Pain Management for the Weekend Warrior

By Michael Sabia, MD
Division Head, Pain Management
Cooper University Health Care

Whether you work full- or part-time, are a student, a busy mom or dad juggling family obligations, or all of the above, one thing you may all have in common is finding time to exercise during the week. Despite your best intentions, there is just not enough time. So what are your options? Not workout at all? Only workout during the weekend?

Squeezing in a workout on the weekend is perfectly fine. But cramming in two hours a day of high intensity training on a Saturday and Sunday can have negative health consequences. You may ask yourself, “What’s the real harm in doing an intense workout for several hours a day only on the weekend?” These extended workouts that occur only on the weekends are similar to a “fad diet.” If you’re on the celery diet for a week, then go back to the way you ate previously, you may lose a few pounds, but then you’re going to gain it back.

The people who spend hours and hours in the gym on the weekend to “catch up” for what they missed during the week are putting a lot of stress and strain on their muscles, joints, ligaments, tendons, and the body in general. Some of the high-intensity, interval training exercises that are done for extended periods of time leave your body in a pro-inflammatory state. Regrouping and healing from this weekend torment can take days to weeks. It can disrupt your normal sleep-wake pattern, alter your appetite, and affect your mood.

We can survive a 20-mile run to find our way back from being stranded in the desert or carry a wounded friend on our back to shelter in an emergency. But we’re not designed to do these heroic events routinely.

Our body responds much better to a routine. A daily or every other day low impact, stretching, strengthening exercise routine that takes 15-30 minutes will serve our bodies much better in the long run. Box jumps for an hour, twenty sets of power clings and presses, or two hours of Zumba aren’t the only way to get your heart rate up and break a sweat. A brief and frequent exercise routine combined with the right diet can serve you well.

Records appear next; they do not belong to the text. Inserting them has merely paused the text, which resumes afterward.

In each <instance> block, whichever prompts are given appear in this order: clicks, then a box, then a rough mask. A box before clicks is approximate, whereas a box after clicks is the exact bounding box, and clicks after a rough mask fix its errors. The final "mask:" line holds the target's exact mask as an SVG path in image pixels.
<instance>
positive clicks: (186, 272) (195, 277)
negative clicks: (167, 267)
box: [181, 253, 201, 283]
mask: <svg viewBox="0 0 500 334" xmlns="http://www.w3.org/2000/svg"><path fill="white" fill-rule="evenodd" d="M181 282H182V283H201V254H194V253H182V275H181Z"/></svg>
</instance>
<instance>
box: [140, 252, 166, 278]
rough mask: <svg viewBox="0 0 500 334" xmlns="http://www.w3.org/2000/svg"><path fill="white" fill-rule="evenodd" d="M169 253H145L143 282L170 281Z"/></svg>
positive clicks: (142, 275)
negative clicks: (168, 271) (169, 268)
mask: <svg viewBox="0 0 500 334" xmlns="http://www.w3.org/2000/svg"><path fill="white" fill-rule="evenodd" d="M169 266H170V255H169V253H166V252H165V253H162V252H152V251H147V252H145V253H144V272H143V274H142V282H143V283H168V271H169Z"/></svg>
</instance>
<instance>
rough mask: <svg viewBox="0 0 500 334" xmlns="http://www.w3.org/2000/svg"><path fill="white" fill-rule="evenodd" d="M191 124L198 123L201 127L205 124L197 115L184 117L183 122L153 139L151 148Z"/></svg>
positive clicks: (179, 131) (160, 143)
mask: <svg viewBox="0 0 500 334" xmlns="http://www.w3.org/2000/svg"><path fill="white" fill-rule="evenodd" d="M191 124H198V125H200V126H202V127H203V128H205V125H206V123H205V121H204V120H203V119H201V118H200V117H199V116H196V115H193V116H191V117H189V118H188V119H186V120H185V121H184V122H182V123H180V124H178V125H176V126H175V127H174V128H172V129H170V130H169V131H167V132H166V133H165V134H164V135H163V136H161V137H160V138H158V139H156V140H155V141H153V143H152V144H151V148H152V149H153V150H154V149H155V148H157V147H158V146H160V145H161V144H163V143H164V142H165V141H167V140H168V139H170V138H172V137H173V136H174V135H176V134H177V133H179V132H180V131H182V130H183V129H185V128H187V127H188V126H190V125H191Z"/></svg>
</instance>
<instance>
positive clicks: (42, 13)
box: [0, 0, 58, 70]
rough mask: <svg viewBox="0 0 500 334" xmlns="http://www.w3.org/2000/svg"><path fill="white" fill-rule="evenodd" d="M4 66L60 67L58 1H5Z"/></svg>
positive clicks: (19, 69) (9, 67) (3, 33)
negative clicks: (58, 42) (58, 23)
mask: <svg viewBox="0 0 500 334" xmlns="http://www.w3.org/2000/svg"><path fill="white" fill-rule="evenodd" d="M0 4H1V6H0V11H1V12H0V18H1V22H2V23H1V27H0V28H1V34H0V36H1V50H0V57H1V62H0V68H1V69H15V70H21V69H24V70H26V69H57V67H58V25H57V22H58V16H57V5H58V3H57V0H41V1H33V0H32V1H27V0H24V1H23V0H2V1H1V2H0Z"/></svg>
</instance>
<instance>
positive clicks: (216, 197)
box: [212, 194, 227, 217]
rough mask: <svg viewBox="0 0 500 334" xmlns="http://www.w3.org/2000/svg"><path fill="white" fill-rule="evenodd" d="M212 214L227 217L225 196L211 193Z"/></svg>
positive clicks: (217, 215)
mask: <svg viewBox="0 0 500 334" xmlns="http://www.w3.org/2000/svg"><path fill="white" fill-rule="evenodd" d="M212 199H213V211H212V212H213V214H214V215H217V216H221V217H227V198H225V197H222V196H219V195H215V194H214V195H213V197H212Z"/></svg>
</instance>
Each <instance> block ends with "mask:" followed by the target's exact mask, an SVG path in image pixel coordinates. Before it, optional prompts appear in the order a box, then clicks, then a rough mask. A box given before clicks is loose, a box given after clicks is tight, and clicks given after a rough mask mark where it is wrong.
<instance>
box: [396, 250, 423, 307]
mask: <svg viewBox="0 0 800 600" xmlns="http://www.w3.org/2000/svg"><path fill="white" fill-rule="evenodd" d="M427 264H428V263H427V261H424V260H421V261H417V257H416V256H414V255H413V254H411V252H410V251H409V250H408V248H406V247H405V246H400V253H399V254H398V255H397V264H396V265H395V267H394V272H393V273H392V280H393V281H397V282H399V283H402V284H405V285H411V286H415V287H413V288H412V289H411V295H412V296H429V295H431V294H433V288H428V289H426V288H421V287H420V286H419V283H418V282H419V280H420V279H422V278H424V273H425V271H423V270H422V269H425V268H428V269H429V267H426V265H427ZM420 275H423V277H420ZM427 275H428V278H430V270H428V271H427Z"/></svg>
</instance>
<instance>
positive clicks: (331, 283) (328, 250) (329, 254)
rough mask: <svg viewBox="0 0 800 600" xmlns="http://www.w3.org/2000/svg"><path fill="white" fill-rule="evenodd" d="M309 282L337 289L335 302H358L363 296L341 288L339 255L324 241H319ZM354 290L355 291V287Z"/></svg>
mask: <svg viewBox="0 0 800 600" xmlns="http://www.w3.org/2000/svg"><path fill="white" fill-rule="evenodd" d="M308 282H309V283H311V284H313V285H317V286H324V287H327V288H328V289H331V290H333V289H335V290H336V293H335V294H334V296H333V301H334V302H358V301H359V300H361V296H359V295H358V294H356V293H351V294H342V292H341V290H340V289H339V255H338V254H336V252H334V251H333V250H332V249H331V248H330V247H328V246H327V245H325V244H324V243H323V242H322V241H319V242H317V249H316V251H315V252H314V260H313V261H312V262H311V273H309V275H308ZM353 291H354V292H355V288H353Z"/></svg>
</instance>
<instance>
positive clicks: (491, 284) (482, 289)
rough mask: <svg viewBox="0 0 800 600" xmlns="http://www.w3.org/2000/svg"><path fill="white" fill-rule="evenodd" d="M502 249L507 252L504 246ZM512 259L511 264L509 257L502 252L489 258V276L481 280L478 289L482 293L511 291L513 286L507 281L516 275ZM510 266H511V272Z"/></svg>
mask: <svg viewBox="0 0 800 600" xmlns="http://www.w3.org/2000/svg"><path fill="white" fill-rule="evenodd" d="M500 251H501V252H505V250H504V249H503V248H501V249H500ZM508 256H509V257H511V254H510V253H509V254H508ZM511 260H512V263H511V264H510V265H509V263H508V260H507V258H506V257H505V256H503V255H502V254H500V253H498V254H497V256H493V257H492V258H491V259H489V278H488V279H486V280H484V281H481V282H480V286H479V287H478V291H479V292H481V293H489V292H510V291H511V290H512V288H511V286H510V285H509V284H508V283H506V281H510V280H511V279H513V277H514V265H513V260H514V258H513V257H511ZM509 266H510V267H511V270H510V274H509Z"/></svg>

How do you know you over did it? How can you differentiate normal post workout soreness from your body trying to heal an injury? The pain from your body trying to heal an injury may be located in the same area as “normal soreness” but most of the time the quality of the pain will be different. Sharp, burning, radiating pain more commonly accompany an injury as opposed to the usual achy pain that we feel after a tough workout. Pain that persists beyond the usual few days or a week after a workout should start to spark a concern. Pain that occurs spontaneously, without any provoking factors, may be an alarm your body is signaling telling you there is something wrong.

What do you do once you’re in this painful category? Thankfully, there are a multitude of treatment options that can get you back in to your routine. Getting evaluated by your primary care physician is the first step. A thorough history and physical will lead them to a treatment algorithm that includes: oral medications, physical therapy, further testing, referral to a pain specialist, or referral to a surgeon.

If you go down the referral path where you need to see a pain specialist or a surgeon there is still a good chance that you don’t need surgery to get you out of this rut. There are a host of minimally invasive injection/treatment options that your pain specialist will most likely be able to offer you. No matter how you got here, taking initiative by letting your primary care doctor know that you’re in pain will get you back to enjoying life.